Ma, dal momento che l’autore viene ucciso e viene lasciato in vita il lettore, resta inteso che l’interpretazione del testo avviene di sfuggita. Il raccoglimento nel testo viene fatto solo quando vengono dichiarati morti sia l’autore che il lettore. Questa doppia morte condiziona la piena vita del testo, perché “non c’è nulla al di fuori del testo” (il n’y a pas de hors texte), diceva Derrida negando alla parola la possibilità della rappresentazione del riferimento. In questo caso, “non c’è nulla al di fuori del testo” significa “né l’autore, né il lettore, né mondo reale”.
Il testo narrativo è un mondo di finzione, dove non può entrare nessun essere reale. Nel testo ci sono eventi, personaggi e altri elementi narrativi. L’autore non si rivolge al lettore, ma il narratore al narratario. Così, la vita del testo dovrebbe essere la morte del lettore.
Con i termini narratore (narrateur) e narratario (narrataire), anche se non lo dice in modo deciso, Genette si oppone al concetto di Barthes uccidendo “il futuro” del testo (il lettore). Secondo lui, i narratore e il narratario sono esseri di finzione all’interno del racconto. Come tali, possono comunicare tra di loro.
Il concetto del narratario rovescia il concetto del lettore e promuove il mondo intratestuale (all’interno del testo), cioè il mondo fittizio che ha chiuso la porta ad ogni essere reale. Questo non vuol dire che è stata respinta l’opinione che “i testi parlano gli uni agli altri” (U. Eco), ma si insiste sulla tesi che il racconto può leggere se stesso. Il testo può dialogare con altri testi, ma il fittizio non ha ragione per aprire le porte davanti alla realtà. Il testo, appena si produce non serve più né all’autore e nemmeno al lettore.
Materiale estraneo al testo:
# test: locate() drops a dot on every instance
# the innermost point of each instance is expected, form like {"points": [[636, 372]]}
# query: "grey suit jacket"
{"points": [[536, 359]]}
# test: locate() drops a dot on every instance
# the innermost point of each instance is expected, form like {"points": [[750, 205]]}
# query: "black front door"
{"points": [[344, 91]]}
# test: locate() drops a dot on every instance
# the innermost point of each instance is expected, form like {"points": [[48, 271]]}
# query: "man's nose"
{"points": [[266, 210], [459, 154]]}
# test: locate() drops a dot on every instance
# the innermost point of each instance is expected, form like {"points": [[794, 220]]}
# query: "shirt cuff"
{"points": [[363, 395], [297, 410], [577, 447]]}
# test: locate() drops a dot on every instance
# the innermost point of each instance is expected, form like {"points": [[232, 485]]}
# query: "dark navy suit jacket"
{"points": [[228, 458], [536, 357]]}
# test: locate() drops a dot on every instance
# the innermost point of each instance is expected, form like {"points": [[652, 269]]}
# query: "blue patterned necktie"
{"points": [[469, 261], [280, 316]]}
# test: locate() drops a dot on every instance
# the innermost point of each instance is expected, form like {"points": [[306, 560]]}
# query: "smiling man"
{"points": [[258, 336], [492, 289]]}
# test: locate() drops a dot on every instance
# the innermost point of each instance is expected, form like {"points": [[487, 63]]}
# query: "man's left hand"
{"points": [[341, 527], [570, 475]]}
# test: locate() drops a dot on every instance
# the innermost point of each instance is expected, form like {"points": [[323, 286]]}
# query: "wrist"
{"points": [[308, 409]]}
Il testo legge sé stesso – questa è l’'utopia che gli scrittori hanno cercato fin dall’inizio!
Ecco dove trovano “Il dinosauro” di Monterroso, che non ti prende più di tre secondi di lettura, tutti quelli che sono pigri a leggere. Ma, forse, presupponendo che ci sono lettori che non hanno voglia di perdere anche quei secondi di lettura, l’autore inventa il narratario per salvare la sua narrazione. L’avverbio “lì” del racconto di Monterroso dichiara morto il lettore.

Attenzione! Il dinosauro che è seduto di fronte al “Protagonista” sta masticando qualcosa. Non stupitevi se l’edizione delle notizie iniziasse con questa notizia: “Con rammarico vi informiamo che il Dinosauro ha mangiato il lettore!”